Splashing down off the coast of Florida enables quick transportation of the science aboard the capsule to the agency’s Kennedy Space Center’s Space Station Processing Facility, and back into the hands of the researchers. This shorter transportation timeframe allows researchers to collect data with minimal loss of microgravity effects. For splashdowns in the Pacific Ocean, quick-return science cargo is processed at SpaceX’s facility in McGregor, Texas, and delivered to NASA’s Johnson Space Center in Houston.
Dragon launched Dec. 6 on a SpaceX Falcon 9 rocket from Launch Complex 39A at NASA’s Kennedy Space Center in Florida, arriving at the station just over 24 hours later and achieving the first autonomous docking of a U.S. commercial cargo resupply spacecraft. Previous arriving cargo Dragon spacecraft were captured and attached to the space station by astronauts operating the station’s robotic Canadarm2. The spacecraft delivered more than 6,400 pounds of hardware, research investigations and crew supplies.
The upgraded cargo Dragon capsule used for this mission contains double the powered locker availability of previous capsules, allowing for a significant increase in the research that can be carried back to Earth.

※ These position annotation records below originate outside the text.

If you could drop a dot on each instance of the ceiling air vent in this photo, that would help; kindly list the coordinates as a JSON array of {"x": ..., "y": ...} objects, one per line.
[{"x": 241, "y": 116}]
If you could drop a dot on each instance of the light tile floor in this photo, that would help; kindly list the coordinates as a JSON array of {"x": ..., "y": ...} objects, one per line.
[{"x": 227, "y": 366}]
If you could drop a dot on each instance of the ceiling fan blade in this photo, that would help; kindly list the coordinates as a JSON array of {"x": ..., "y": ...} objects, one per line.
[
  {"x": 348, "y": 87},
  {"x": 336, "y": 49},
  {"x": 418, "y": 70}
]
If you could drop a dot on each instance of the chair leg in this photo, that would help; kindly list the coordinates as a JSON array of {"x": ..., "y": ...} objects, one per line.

Some of the scientific investigations Dragon will return to Earth include:
Microgravity causes changes in the workload and shape of the human heart, and it is still unknown whether these changes could become permanent if a person lived more than a year in space. Cardinal Heart studies how changes in gravity affect cardiovascular cells at the cellular and tissue level using 3D-engineered heart tissues, a type of tissue chip. Results could provide new understanding of heart problems on Earth, help identify new treatments, and support development of screening measures to predict cardiovascular risk prior to spaceflight.
This investigation from JAXA (Japan Aerospace Exploration Agency) demonstrates the growth of 3D organ buds from human stem cells to analyze changes in gene expression. Cell cultures on Earth need supportive materials or forces to achieve 3D growth, but in microgravity, cell cultures can expand into three dimensions without those devices. Results from this investigation could demonstrate advantages of using microgravity for cutting-edge developments in regenerative medicine and may contribute to the establishment of technologies needed to create artificial organs.
The sextant used in the Sextant Navigation experiment will be returning to Earth. Sextants have a small telescope-like optical sight to take precise angle measurements between pairs of stars from land or sea, enabling navigation without computer assistance. Sailors have navigated via sextants for centuries, and NASA’s Gemini missions conducted the first sextant sightings from a spacecraft. This investigation tested specific techniques for using a sextant for emergency navigation on spacecraft such as NASA’s Orion, which will carry humans on deep-space missions.
This experiment studies the function of arteries, veins, and lymphatic structures in the eye and changes in the retina of mice before and after spaceflight. The aim is to clarify whether these changes impair visual function. At least 40 percent of astronauts experience vision impairment known as Spaceflight-Associated Neuro-ocular Syndrome (SANS) on long-duration spaceflights, which could adversely affect mission success.
Thermal Amine Scrubber
This technology demonstration tested a method to remove carbon dioxide (CO2) from air aboard the International Space Station, using actively heated and cooled amine beds. Controlling CO2 levels on the station reduces the likelihood of crew members experiencing symptoms of CO2 buildup, which include fatigue, headache, breathing difficulties, strained eyes, and itchy skin.
Bacterial Adhesion and Corrosion
Bacteria and other microorganisms have been shown to grow as biofilm communities in microgravity. This experiment identifies the bacterial genes used during biofilm growth, examines whether these biofilms can corrode stainless steel, and evaluates the effectiveness of a silver-based disinfectant. This investigation could provide insight into better ways to control and remove resistant biofilms, contributing to the success of future long-duration spaceflights.